First in a telex sent to each of the 23 teams and then in its weekly newsletter, the NBA for the last week has trumpeted that a U.S. District Court judge ruled against the NBA Players Association and its contention that the league's college draft, right-of-first-refusal and salary cap violate antitrust laws.
But while that was indeed part of the ruling by Judge Dickinson Debevoise, there was more to it, according to the union's vice president, Charles Grantham.
"We were asking for a summary judgment on what the law is on these issues," he said. "Our best interests would have been served by the judge saying that the antitrust laws were applicable. He didn't give us that judgment, but he also said that we may indeed have a case but that a jury, not him, would have to decide it. From our standpoint, the ruling was a wash. We didn't get what we wanted but neither did they." . . .
Making the playoffs is doubly important to the Washington Bullets this season. As reported previously, they have a first-round draft choice in the June 1988 college draft, but it will be either their own pick or that of the Philadelphia 76ers, whichever is lower.
The Bullets originally traded their pick for guard Tom Sewell on the day of the 1984 draft. The Bullets got a first-round pick back from Philadelphia when they acquired Moses Malone and Terry Catledge before the 1986 draft, with the stipulation that it be the lower of the two picks.

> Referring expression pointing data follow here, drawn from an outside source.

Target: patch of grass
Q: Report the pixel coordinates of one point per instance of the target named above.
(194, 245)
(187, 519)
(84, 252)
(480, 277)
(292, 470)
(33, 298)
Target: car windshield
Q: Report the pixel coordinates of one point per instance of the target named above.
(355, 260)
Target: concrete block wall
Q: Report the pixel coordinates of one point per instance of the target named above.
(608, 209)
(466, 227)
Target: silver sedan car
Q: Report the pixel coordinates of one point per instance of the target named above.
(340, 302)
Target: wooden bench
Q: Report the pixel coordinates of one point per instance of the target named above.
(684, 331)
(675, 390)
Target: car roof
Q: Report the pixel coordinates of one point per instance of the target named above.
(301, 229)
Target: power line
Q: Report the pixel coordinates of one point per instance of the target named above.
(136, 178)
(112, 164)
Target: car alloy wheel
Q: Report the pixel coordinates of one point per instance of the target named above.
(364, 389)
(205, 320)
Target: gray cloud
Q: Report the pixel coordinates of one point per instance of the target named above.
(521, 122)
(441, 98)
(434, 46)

That means that, if the Bullets were to miss this season's playoffs, the 76ers would get the subsequent lottery pick. The only way that Washington could miss the playoffs and still end up in the lottery is if the 76ers miss out on postseason play as well. Given the fact that the Boston Celtics are the only Atlantic Division team above .500, that isn't as unlikely as it may seem . . .

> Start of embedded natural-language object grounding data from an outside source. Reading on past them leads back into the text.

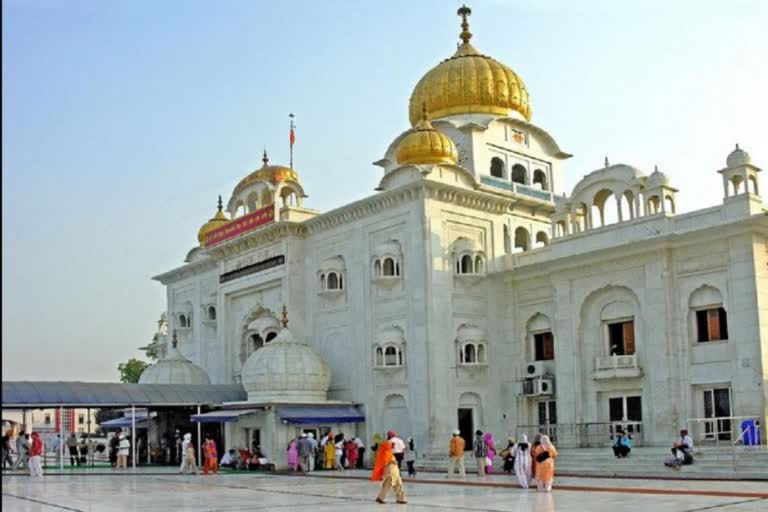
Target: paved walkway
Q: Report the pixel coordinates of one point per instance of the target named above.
(150, 490)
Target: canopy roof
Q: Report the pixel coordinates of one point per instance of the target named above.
(109, 394)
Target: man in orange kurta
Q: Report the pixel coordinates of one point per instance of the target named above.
(385, 469)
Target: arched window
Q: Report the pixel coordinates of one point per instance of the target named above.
(497, 167)
(466, 264)
(522, 239)
(389, 267)
(469, 353)
(519, 174)
(390, 356)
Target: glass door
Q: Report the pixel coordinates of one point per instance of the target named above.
(717, 405)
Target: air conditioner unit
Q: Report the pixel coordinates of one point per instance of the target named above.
(534, 369)
(540, 386)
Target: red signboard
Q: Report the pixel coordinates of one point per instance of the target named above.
(241, 225)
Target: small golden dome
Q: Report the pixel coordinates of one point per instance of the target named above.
(425, 145)
(217, 221)
(469, 83)
(271, 173)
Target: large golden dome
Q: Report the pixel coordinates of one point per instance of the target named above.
(271, 173)
(469, 83)
(217, 221)
(425, 145)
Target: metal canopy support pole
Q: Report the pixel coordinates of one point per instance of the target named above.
(199, 446)
(133, 436)
(61, 439)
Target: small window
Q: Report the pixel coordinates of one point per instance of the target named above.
(497, 167)
(711, 324)
(390, 356)
(519, 174)
(621, 338)
(544, 346)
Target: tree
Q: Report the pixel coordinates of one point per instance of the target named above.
(131, 370)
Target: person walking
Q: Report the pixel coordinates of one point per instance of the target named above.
(338, 452)
(398, 447)
(521, 454)
(114, 448)
(35, 452)
(293, 454)
(74, 457)
(303, 449)
(360, 452)
(22, 451)
(184, 459)
(385, 469)
(480, 451)
(189, 459)
(410, 457)
(122, 452)
(211, 456)
(545, 455)
(312, 450)
(491, 452)
(456, 454)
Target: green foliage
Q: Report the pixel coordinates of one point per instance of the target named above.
(131, 370)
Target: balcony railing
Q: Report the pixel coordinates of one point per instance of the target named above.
(617, 366)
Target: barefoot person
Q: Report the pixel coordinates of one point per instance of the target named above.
(385, 469)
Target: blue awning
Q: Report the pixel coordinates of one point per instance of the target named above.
(125, 421)
(223, 415)
(308, 414)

The Miami Heat, given until today to sell 10,000 season tickets before being granted an expansion franchise, made it last week . . .
Earlier this month, the Houston Rockets put guard Andre Turner on the injured list for the five-game minimum with a punctured eardrum. They said the injury would keep him from flying with the team. That sounded plausible until someone checked the schedule and saw that, of the Rockets' next five games, four were at home and the fifth was at San Antonio, just a bus ride away.